私が訪れたのは7月、 アール・デコの建築様式で知られる旧朝香宮邸の東京都庭園美術館 で開催された時でした。館内は、ほとんど「写真撮影・可」だったので、写真とともに、展示内容をご紹介したいと思います。

今回フューチャーされたデザイナーは8組。

  • アルヴァ&アイノ・アアルト(アアルト夫妻)
  • グンネル・ニューマン
  • カイ・フランク
  • タピオ・ヴィルッカラ
  • ティモ・サルパネヴァ
  • オイヴァ・トイッカ
  • マルック・サロ
  • ヨーナス・ラークソ

大まかな区分けとしては、 「パイオニアの2人」「黄金期の3人」「現代の3人」 という並びです。

アアルト夫妻(アルヴァ1898‐1976、アイノ1894-1949)

北欧インテリア・建築界の巨匠アアルト夫妻。 2021年に世田谷美術館が単独の展覧会を開いたくらい、今につながる偉大な功績を遺したカップルで、イームズに影響を与えたとも言われています。

代表作に、イッタラ社の花瓶があげられることも多いですが、花瓶だけでなく、お皿やタンブラーもデザインしています。

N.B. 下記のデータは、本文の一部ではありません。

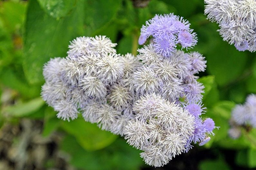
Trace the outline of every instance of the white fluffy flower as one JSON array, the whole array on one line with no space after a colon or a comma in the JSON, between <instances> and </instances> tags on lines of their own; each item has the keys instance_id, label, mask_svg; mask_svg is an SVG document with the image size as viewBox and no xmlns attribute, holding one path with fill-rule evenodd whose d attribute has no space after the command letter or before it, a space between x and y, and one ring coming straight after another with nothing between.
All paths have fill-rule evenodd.
<instances>
[{"instance_id":1,"label":"white fluffy flower","mask_svg":"<svg viewBox=\"0 0 256 170\"><path fill-rule=\"evenodd\" d=\"M158 62L164 58L156 52L153 44L144 46L143 47L138 50L139 53L137 57L145 66L148 66L152 63Z\"/></svg>"},{"instance_id":2,"label":"white fluffy flower","mask_svg":"<svg viewBox=\"0 0 256 170\"><path fill-rule=\"evenodd\" d=\"M118 110L123 110L132 103L133 95L129 88L120 82L116 83L110 87L107 98Z\"/></svg>"},{"instance_id":3,"label":"white fluffy flower","mask_svg":"<svg viewBox=\"0 0 256 170\"><path fill-rule=\"evenodd\" d=\"M96 112L96 122L102 130L109 130L121 112L107 104L101 105Z\"/></svg>"},{"instance_id":4,"label":"white fluffy flower","mask_svg":"<svg viewBox=\"0 0 256 170\"><path fill-rule=\"evenodd\" d=\"M43 67L43 75L46 81L54 82L60 78L65 59L60 57L51 58Z\"/></svg>"},{"instance_id":5,"label":"white fluffy flower","mask_svg":"<svg viewBox=\"0 0 256 170\"><path fill-rule=\"evenodd\" d=\"M146 163L161 166L185 150L194 129L194 117L188 111L154 94L142 96L133 109L135 119L126 126L125 138L144 151Z\"/></svg>"},{"instance_id":6,"label":"white fluffy flower","mask_svg":"<svg viewBox=\"0 0 256 170\"><path fill-rule=\"evenodd\" d=\"M137 58L129 53L122 56L124 63L124 78L128 78L131 74L141 66L141 63Z\"/></svg>"},{"instance_id":7,"label":"white fluffy flower","mask_svg":"<svg viewBox=\"0 0 256 170\"><path fill-rule=\"evenodd\" d=\"M80 80L79 84L89 97L104 98L107 94L105 85L96 77L85 76Z\"/></svg>"},{"instance_id":8,"label":"white fluffy flower","mask_svg":"<svg viewBox=\"0 0 256 170\"><path fill-rule=\"evenodd\" d=\"M109 53L116 53L113 48L117 44L112 43L111 40L105 35L96 36L91 38L91 48L90 51L96 56L104 56Z\"/></svg>"},{"instance_id":9,"label":"white fluffy flower","mask_svg":"<svg viewBox=\"0 0 256 170\"><path fill-rule=\"evenodd\" d=\"M69 55L82 55L87 54L90 51L91 38L87 37L79 37L70 41L69 45L69 49L67 52Z\"/></svg>"},{"instance_id":10,"label":"white fluffy flower","mask_svg":"<svg viewBox=\"0 0 256 170\"><path fill-rule=\"evenodd\" d=\"M73 120L77 118L78 112L76 107L65 100L61 100L54 105L55 111L58 112L57 117L69 121L70 119Z\"/></svg>"},{"instance_id":11,"label":"white fluffy flower","mask_svg":"<svg viewBox=\"0 0 256 170\"><path fill-rule=\"evenodd\" d=\"M153 69L144 66L138 68L133 75L134 88L142 95L157 91L161 80Z\"/></svg>"},{"instance_id":12,"label":"white fluffy flower","mask_svg":"<svg viewBox=\"0 0 256 170\"><path fill-rule=\"evenodd\" d=\"M239 51L256 50L255 0L204 0L207 19L219 24L223 38Z\"/></svg>"},{"instance_id":13,"label":"white fluffy flower","mask_svg":"<svg viewBox=\"0 0 256 170\"><path fill-rule=\"evenodd\" d=\"M98 77L106 84L112 84L124 75L123 63L120 55L110 53L99 60Z\"/></svg>"}]
</instances>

今回の展示では、入ってすぐの場所に代表作の「アアルト・ヴェース(通称:サヴォイ)」が飾られていました。

1936年にアルヴァがデザインし、カルフラ=イッタラ社主催のデザインコンペで優勝したのち、翌年のパリ万博で発表され、国際的に高く評価された作品。なんと20種以上ものバリエーションがあるそうです。

隣の部屋には、製作中の「アアルト・ヴェース」が(左側)。このあと、上部を切り落として、口の波打った独特の形が出来上がるんですね。右にあるのは、製作に使う木型。つくるたびに木型が燃えるので、花瓶のうねり具合や表面感に微妙な違いが生まれるそうです。

今回の展覧会には、協賛で「イッタラ社」が入っているので、完成品だけでなく、こうした過程を見せてくれるのも面白いです。ちなみに、工場内の様子を撮影した映像も別フロアで流れていました。

この花瓶が「サヴォイ」と呼ばれるのは、アアルト夫妻が内装を手掛けたヘルシンキのレストラン「サヴォイ」に置かれたことがきっかけです。

こちらは「アアルト・フラワー」。色合わせが美しい4枚の組皿です。外側のラインがピタッと合うように4枚の曲線が計算されていて、ほんとうに見事でした。

グンネル・ニューマン(1909-1948)

彼女は若くして亡くなってしまったのが実に惜しいと感じました。作品を拝見するのは初めてでしたが、ミニマムな作りながら、優美で繊細な作風に虜になりました。

こちらは1946年の「カラー」。柔らかな曲線と凛とした直線の共存がなんとも美しいです。左の大きいほうが若干緑色が濃い感じですが、よく見ると、底の透明ガラス部分から上の乳白色にかけてグラデーションになっています。

後ろから見ると、グラデーションがよく分かります。ショーケースに入った状態だと裏側まで鑑賞することは出来ないので、こういう平場での展示はうれしいです。

カイ・フランク(1911-1989)

「フィンランド・デザインの良心」との異名のある、ガラスと陶器のデザイナー。 1945年にアラビア製陶所のディレクターに就任し、翌年、カルフラ=イッタラ社のデザインコンペで二等と三等を受賞した結果、ガラス製品の開発も手掛けるようになります。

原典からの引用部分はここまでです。